Segundo aquele profissional, com quem a nossa equipa de reportagem conversou, o Ferroviário de Maputo conta um projecto-piloto de formação denominado por Locomotiva de Esperança, iniciado há sensivelmente cinco anos com o então técnico Chiquinho Conde. Todavia, há três anos, Chababe deu continuidade ao programa logo depois da saída do antigo treinador ao Vilankulo FC. “A pesquisa de talentos é feita nas escolas e nos bairros, através de palestras que são orientadas aos petizes em que lhes mostramos as vantagens de praticar o desporto. Desta maneira conseguimos aliciar muitos jovens para o nosso clube, até porque a inscrição é gratuita” revelou.

Neste ano, as escolas de formação do Ferroviário de Maputo movimentam cerca de 90 petizes no escalão de infantis, divididos em três grupos de 30 elementos cada um. Os mesmos são treinados pelos formadores Abdul Khadir, António Júnior e Caravela. Os iniciados têm duas subcategorias, ora treinados por Pedro Macome e Alexandre Hua. Os juvenis estão a cargo de Sebastião Sitõe, sendo os juniores orientados por Relvas Marengula. Ainda de acordo com Chababe, monitor da formação do Ferroviário de Maputo, “todos os treinadores estão qualificados para trabalhar com os miúdos, sendo que quatro deles têm o nível C da CAF e os restantes com o nível básico”.

“É regra do Ferroviário os treinadores acompanharem o aproveitamento pedagógico dos atletas na escola, pois este clube incentiva a educação escolar dos mesmos. Estou muito satisfeito com as condições dadas à nossa actividade de formação. Nós, por exemplo, temos um autocarro para transportar todos os nossos atletas” revelou Chababe.

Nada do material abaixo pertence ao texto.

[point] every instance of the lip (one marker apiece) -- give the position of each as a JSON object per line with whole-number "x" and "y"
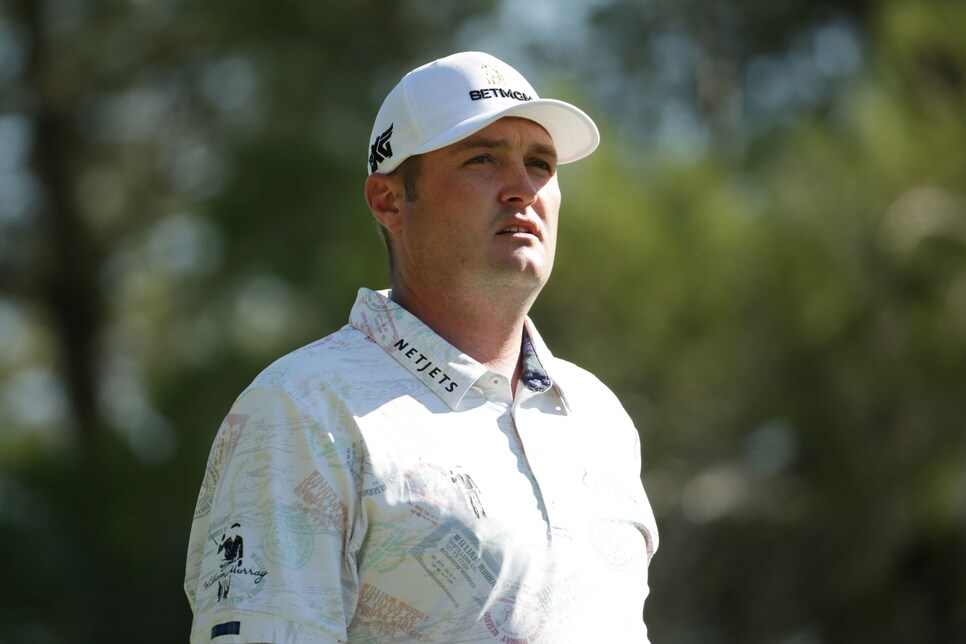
{"x": 520, "y": 226}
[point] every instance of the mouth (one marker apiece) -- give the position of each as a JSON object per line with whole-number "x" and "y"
{"x": 524, "y": 228}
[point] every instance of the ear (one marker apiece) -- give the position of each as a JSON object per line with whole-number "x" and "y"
{"x": 385, "y": 195}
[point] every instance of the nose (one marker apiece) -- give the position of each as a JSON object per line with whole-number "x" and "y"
{"x": 520, "y": 188}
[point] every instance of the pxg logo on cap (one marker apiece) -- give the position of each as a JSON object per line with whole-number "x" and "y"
{"x": 449, "y": 99}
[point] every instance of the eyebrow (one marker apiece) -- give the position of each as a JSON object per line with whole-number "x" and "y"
{"x": 501, "y": 144}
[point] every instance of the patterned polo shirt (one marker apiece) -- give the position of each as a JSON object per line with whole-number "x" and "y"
{"x": 381, "y": 486}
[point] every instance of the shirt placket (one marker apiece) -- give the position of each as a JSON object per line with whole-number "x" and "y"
{"x": 540, "y": 471}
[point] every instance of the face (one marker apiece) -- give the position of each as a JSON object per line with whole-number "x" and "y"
{"x": 485, "y": 220}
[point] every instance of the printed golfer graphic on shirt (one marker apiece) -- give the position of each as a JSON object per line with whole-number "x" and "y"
{"x": 232, "y": 549}
{"x": 473, "y": 492}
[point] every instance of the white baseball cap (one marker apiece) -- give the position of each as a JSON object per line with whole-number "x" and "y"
{"x": 451, "y": 98}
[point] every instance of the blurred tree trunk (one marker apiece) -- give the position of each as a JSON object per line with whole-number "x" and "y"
{"x": 65, "y": 270}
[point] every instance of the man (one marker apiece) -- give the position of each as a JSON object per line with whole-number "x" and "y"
{"x": 431, "y": 472}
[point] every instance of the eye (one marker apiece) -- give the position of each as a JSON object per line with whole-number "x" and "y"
{"x": 479, "y": 159}
{"x": 542, "y": 164}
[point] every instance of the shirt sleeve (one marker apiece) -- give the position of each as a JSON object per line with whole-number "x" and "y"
{"x": 287, "y": 490}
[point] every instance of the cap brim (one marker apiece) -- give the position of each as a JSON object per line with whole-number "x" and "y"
{"x": 574, "y": 133}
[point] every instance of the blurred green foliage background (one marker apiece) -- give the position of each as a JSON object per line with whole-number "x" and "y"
{"x": 765, "y": 259}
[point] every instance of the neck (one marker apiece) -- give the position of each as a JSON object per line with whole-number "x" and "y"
{"x": 488, "y": 330}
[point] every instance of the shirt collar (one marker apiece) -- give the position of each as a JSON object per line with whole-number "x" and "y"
{"x": 447, "y": 371}
{"x": 436, "y": 363}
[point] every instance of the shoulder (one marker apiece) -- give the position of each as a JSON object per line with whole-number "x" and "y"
{"x": 342, "y": 356}
{"x": 581, "y": 385}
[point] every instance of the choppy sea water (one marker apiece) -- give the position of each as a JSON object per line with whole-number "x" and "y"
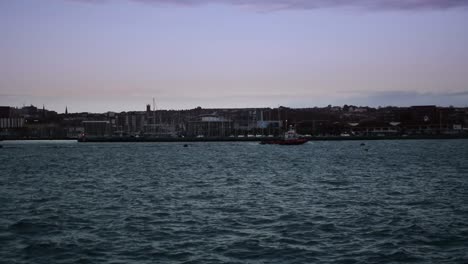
{"x": 322, "y": 202}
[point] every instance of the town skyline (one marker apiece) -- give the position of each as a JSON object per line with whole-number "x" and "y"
{"x": 114, "y": 55}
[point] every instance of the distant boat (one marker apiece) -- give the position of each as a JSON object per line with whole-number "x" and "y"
{"x": 290, "y": 138}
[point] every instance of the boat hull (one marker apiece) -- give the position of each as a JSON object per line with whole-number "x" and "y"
{"x": 298, "y": 141}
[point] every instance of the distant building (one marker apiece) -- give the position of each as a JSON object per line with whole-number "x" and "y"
{"x": 97, "y": 128}
{"x": 210, "y": 126}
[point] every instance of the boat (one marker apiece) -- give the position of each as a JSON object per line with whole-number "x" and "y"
{"x": 290, "y": 138}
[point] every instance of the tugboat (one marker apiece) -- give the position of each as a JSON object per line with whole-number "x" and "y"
{"x": 290, "y": 138}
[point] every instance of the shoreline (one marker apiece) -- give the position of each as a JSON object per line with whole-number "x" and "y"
{"x": 229, "y": 139}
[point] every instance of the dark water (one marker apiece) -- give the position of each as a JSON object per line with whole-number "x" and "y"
{"x": 322, "y": 202}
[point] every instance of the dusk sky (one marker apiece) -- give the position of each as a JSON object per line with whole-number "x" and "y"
{"x": 116, "y": 55}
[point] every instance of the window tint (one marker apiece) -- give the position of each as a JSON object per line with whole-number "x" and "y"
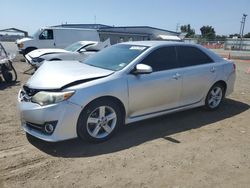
{"x": 162, "y": 59}
{"x": 46, "y": 35}
{"x": 189, "y": 56}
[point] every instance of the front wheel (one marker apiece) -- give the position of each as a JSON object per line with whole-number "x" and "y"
{"x": 99, "y": 121}
{"x": 215, "y": 97}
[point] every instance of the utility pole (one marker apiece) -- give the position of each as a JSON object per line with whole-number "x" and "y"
{"x": 242, "y": 26}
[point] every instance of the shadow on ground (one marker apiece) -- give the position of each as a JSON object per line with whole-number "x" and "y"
{"x": 138, "y": 133}
{"x": 5, "y": 85}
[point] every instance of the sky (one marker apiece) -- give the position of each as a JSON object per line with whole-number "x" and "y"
{"x": 29, "y": 15}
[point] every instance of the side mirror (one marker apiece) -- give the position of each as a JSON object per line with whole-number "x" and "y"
{"x": 142, "y": 69}
{"x": 82, "y": 50}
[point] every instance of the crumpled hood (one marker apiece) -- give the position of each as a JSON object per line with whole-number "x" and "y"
{"x": 57, "y": 74}
{"x": 40, "y": 52}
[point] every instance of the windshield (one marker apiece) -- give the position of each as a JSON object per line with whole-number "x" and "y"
{"x": 116, "y": 57}
{"x": 73, "y": 47}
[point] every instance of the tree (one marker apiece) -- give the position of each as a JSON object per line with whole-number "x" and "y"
{"x": 208, "y": 32}
{"x": 247, "y": 35}
{"x": 221, "y": 37}
{"x": 187, "y": 29}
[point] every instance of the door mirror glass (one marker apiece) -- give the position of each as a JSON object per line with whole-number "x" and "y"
{"x": 142, "y": 69}
{"x": 82, "y": 50}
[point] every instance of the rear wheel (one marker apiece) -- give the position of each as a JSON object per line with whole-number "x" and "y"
{"x": 99, "y": 121}
{"x": 215, "y": 97}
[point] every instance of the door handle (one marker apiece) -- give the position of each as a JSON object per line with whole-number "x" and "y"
{"x": 213, "y": 69}
{"x": 176, "y": 76}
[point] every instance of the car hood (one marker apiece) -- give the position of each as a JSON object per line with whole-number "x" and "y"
{"x": 40, "y": 52}
{"x": 62, "y": 74}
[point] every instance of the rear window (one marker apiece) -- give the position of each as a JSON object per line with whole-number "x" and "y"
{"x": 189, "y": 56}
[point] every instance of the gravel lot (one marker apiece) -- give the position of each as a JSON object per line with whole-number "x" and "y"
{"x": 194, "y": 148}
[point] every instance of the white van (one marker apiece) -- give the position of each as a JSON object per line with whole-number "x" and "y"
{"x": 55, "y": 37}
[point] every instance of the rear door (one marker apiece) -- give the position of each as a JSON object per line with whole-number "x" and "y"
{"x": 159, "y": 90}
{"x": 199, "y": 73}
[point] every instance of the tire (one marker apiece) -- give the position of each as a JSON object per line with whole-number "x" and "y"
{"x": 215, "y": 97}
{"x": 8, "y": 77}
{"x": 99, "y": 121}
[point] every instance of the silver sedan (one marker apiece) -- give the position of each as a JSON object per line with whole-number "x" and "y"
{"x": 124, "y": 83}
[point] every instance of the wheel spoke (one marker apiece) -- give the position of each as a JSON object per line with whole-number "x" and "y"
{"x": 107, "y": 128}
{"x": 93, "y": 120}
{"x": 111, "y": 117}
{"x": 213, "y": 92}
{"x": 96, "y": 130}
{"x": 102, "y": 111}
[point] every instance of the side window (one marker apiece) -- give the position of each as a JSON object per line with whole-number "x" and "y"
{"x": 189, "y": 56}
{"x": 162, "y": 59}
{"x": 46, "y": 35}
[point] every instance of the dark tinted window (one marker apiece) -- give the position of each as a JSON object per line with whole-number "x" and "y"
{"x": 189, "y": 56}
{"x": 162, "y": 59}
{"x": 47, "y": 35}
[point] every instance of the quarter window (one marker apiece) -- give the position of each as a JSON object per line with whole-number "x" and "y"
{"x": 189, "y": 56}
{"x": 162, "y": 59}
{"x": 47, "y": 35}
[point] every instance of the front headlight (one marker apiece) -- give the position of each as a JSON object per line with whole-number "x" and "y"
{"x": 45, "y": 98}
{"x": 20, "y": 45}
{"x": 37, "y": 59}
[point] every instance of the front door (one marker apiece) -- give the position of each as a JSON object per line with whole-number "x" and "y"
{"x": 158, "y": 91}
{"x": 199, "y": 73}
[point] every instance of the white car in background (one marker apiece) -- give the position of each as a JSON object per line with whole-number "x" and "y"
{"x": 77, "y": 51}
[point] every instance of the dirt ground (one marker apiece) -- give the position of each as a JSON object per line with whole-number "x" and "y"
{"x": 194, "y": 148}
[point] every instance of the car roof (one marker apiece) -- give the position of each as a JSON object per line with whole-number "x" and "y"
{"x": 152, "y": 43}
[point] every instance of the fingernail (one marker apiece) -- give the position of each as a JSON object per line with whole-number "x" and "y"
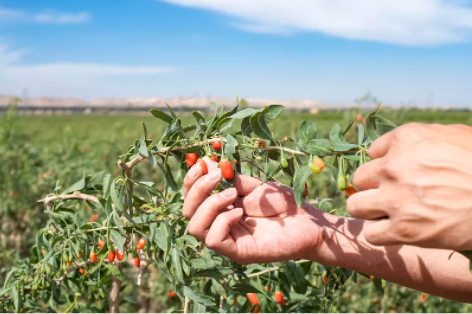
{"x": 228, "y": 193}
{"x": 195, "y": 171}
{"x": 212, "y": 176}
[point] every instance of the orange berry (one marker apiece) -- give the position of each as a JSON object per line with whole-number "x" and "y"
{"x": 423, "y": 297}
{"x": 253, "y": 298}
{"x": 279, "y": 297}
{"x": 93, "y": 257}
{"x": 226, "y": 169}
{"x": 119, "y": 256}
{"x": 217, "y": 144}
{"x": 141, "y": 244}
{"x": 202, "y": 164}
{"x": 191, "y": 159}
{"x": 111, "y": 256}
{"x": 319, "y": 162}
{"x": 94, "y": 218}
{"x": 350, "y": 190}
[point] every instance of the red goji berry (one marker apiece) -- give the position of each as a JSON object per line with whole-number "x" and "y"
{"x": 191, "y": 159}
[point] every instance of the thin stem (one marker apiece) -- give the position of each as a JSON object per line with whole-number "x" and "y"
{"x": 75, "y": 195}
{"x": 187, "y": 301}
{"x": 257, "y": 166}
{"x": 274, "y": 269}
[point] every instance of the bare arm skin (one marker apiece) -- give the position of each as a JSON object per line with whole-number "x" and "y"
{"x": 254, "y": 223}
{"x": 434, "y": 271}
{"x": 419, "y": 183}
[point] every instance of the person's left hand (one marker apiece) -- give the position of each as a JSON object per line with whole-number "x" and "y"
{"x": 419, "y": 184}
{"x": 250, "y": 223}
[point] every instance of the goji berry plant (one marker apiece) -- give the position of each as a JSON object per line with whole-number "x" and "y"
{"x": 79, "y": 264}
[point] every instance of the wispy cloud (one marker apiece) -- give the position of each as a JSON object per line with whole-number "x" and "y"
{"x": 52, "y": 77}
{"x": 46, "y": 17}
{"x": 419, "y": 22}
{"x": 62, "y": 18}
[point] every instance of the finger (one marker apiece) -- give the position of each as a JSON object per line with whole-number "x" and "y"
{"x": 199, "y": 192}
{"x": 368, "y": 176}
{"x": 379, "y": 232}
{"x": 219, "y": 238}
{"x": 192, "y": 176}
{"x": 268, "y": 200}
{"x": 368, "y": 205}
{"x": 208, "y": 211}
{"x": 380, "y": 146}
{"x": 246, "y": 184}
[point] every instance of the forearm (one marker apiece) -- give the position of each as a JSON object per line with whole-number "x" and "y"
{"x": 430, "y": 270}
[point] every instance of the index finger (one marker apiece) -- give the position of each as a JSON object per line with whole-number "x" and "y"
{"x": 380, "y": 146}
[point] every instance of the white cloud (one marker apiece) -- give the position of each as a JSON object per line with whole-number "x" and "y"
{"x": 47, "y": 17}
{"x": 407, "y": 22}
{"x": 58, "y": 77}
{"x": 62, "y": 18}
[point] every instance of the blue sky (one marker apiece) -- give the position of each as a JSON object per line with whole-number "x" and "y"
{"x": 412, "y": 52}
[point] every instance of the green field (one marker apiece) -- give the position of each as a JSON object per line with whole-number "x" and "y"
{"x": 38, "y": 151}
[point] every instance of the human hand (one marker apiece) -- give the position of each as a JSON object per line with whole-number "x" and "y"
{"x": 264, "y": 224}
{"x": 420, "y": 179}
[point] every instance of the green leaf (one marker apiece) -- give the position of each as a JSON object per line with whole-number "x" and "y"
{"x": 115, "y": 198}
{"x": 231, "y": 144}
{"x": 115, "y": 271}
{"x": 117, "y": 239}
{"x": 106, "y": 185}
{"x": 360, "y": 134}
{"x": 172, "y": 113}
{"x": 246, "y": 127}
{"x": 307, "y": 131}
{"x": 15, "y": 298}
{"x": 338, "y": 141}
{"x": 142, "y": 149}
{"x": 199, "y": 308}
{"x": 77, "y": 186}
{"x": 376, "y": 126}
{"x": 219, "y": 288}
{"x": 162, "y": 115}
{"x": 259, "y": 126}
{"x": 169, "y": 178}
{"x": 197, "y": 298}
{"x": 177, "y": 265}
{"x": 198, "y": 116}
{"x": 318, "y": 147}
{"x": 244, "y": 113}
{"x": 202, "y": 263}
{"x": 271, "y": 112}
{"x": 299, "y": 181}
{"x": 244, "y": 288}
{"x": 297, "y": 277}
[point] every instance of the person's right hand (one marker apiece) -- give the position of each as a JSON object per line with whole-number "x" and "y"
{"x": 250, "y": 223}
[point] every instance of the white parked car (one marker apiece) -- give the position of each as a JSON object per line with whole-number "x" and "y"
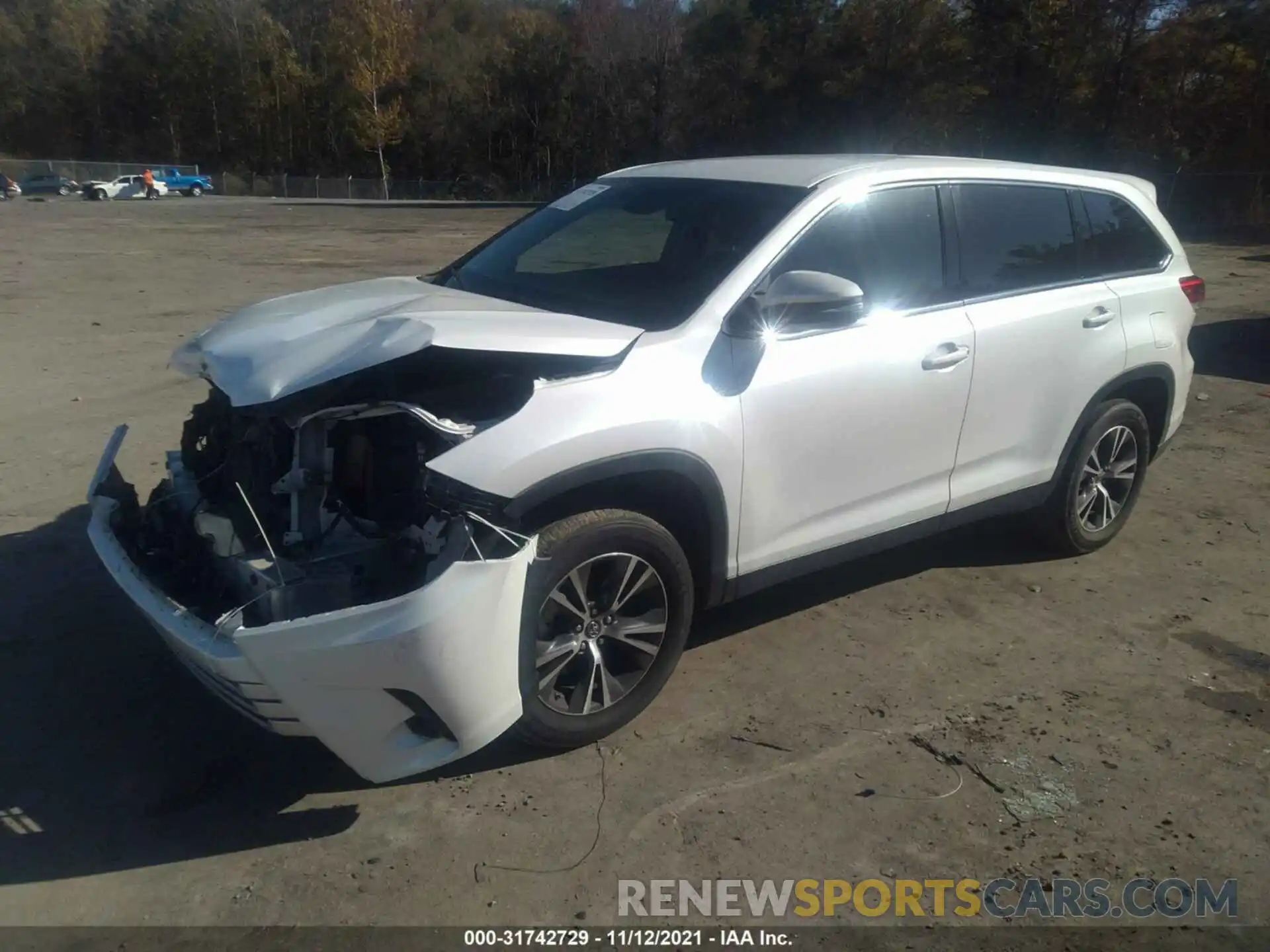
{"x": 418, "y": 512}
{"x": 122, "y": 187}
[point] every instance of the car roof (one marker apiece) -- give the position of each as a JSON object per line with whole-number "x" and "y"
{"x": 814, "y": 171}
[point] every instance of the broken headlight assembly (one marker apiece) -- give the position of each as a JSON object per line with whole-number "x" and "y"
{"x": 263, "y": 520}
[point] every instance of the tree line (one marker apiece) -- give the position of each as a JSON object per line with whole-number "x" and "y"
{"x": 526, "y": 93}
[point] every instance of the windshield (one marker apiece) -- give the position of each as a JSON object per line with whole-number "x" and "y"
{"x": 642, "y": 252}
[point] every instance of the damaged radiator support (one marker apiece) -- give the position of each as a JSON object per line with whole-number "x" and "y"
{"x": 361, "y": 524}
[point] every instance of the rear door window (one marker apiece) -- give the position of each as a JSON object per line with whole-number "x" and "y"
{"x": 1119, "y": 239}
{"x": 888, "y": 244}
{"x": 1014, "y": 238}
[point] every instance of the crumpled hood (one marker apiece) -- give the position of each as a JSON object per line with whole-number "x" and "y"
{"x": 280, "y": 347}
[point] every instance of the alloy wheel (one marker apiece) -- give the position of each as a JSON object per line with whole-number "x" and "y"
{"x": 1107, "y": 479}
{"x": 599, "y": 633}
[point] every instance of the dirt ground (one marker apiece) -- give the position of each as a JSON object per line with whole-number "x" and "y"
{"x": 1122, "y": 701}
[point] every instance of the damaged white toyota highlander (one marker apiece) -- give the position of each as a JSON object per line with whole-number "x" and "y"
{"x": 417, "y": 513}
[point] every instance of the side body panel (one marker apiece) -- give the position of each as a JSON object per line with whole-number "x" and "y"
{"x": 1038, "y": 362}
{"x": 847, "y": 434}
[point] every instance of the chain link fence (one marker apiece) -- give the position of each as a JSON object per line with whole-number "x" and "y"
{"x": 77, "y": 171}
{"x": 1198, "y": 204}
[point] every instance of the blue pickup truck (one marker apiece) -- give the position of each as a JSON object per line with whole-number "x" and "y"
{"x": 192, "y": 186}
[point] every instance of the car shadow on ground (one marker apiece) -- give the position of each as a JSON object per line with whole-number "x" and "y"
{"x": 1238, "y": 349}
{"x": 113, "y": 757}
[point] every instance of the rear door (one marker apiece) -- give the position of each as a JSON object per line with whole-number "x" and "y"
{"x": 1119, "y": 245}
{"x": 1047, "y": 337}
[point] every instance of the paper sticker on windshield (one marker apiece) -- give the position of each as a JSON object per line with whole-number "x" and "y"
{"x": 574, "y": 198}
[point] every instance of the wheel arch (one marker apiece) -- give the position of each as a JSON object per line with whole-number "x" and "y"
{"x": 675, "y": 488}
{"x": 1151, "y": 386}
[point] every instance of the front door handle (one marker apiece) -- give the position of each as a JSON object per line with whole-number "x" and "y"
{"x": 1099, "y": 317}
{"x": 947, "y": 356}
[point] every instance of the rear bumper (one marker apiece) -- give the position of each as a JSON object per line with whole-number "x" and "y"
{"x": 454, "y": 644}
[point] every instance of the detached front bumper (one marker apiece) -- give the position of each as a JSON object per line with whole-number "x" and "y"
{"x": 447, "y": 651}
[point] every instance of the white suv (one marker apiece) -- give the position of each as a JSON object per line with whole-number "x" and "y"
{"x": 418, "y": 512}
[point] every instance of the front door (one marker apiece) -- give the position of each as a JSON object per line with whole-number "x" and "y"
{"x": 854, "y": 432}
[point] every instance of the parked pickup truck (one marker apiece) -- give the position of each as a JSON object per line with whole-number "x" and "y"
{"x": 193, "y": 186}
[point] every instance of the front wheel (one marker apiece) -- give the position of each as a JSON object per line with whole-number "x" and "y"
{"x": 1101, "y": 481}
{"x": 607, "y": 610}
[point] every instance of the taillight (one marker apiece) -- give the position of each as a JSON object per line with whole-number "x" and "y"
{"x": 1194, "y": 288}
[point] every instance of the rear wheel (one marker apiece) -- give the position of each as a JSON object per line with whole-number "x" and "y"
{"x": 607, "y": 610}
{"x": 1103, "y": 480}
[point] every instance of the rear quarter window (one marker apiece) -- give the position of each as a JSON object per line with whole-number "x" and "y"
{"x": 1119, "y": 239}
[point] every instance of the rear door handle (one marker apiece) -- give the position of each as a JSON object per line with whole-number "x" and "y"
{"x": 1099, "y": 317}
{"x": 944, "y": 357}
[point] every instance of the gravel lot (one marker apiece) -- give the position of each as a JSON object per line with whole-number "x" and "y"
{"x": 1127, "y": 695}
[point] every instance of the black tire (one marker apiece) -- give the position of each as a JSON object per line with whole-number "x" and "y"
{"x": 1061, "y": 520}
{"x": 564, "y": 546}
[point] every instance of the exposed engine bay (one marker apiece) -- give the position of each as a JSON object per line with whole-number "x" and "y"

Como objectivos do clube locomotiva na componente da formação, o nosso entrevistado revelou que se pretende apostar nestes miúdos nos próximos anos, com o horizonte de não contratar nenhum jogador de fora a partir de 2015. Só neste ano, por exemplo, a equipa sénior conta com cinco jogadores do escalão dos juniores que poderão ser uma mais-valia a partir da próxima temporada. Aliás, estes mesmos atletas são os que militam na selecção nacional sub-20.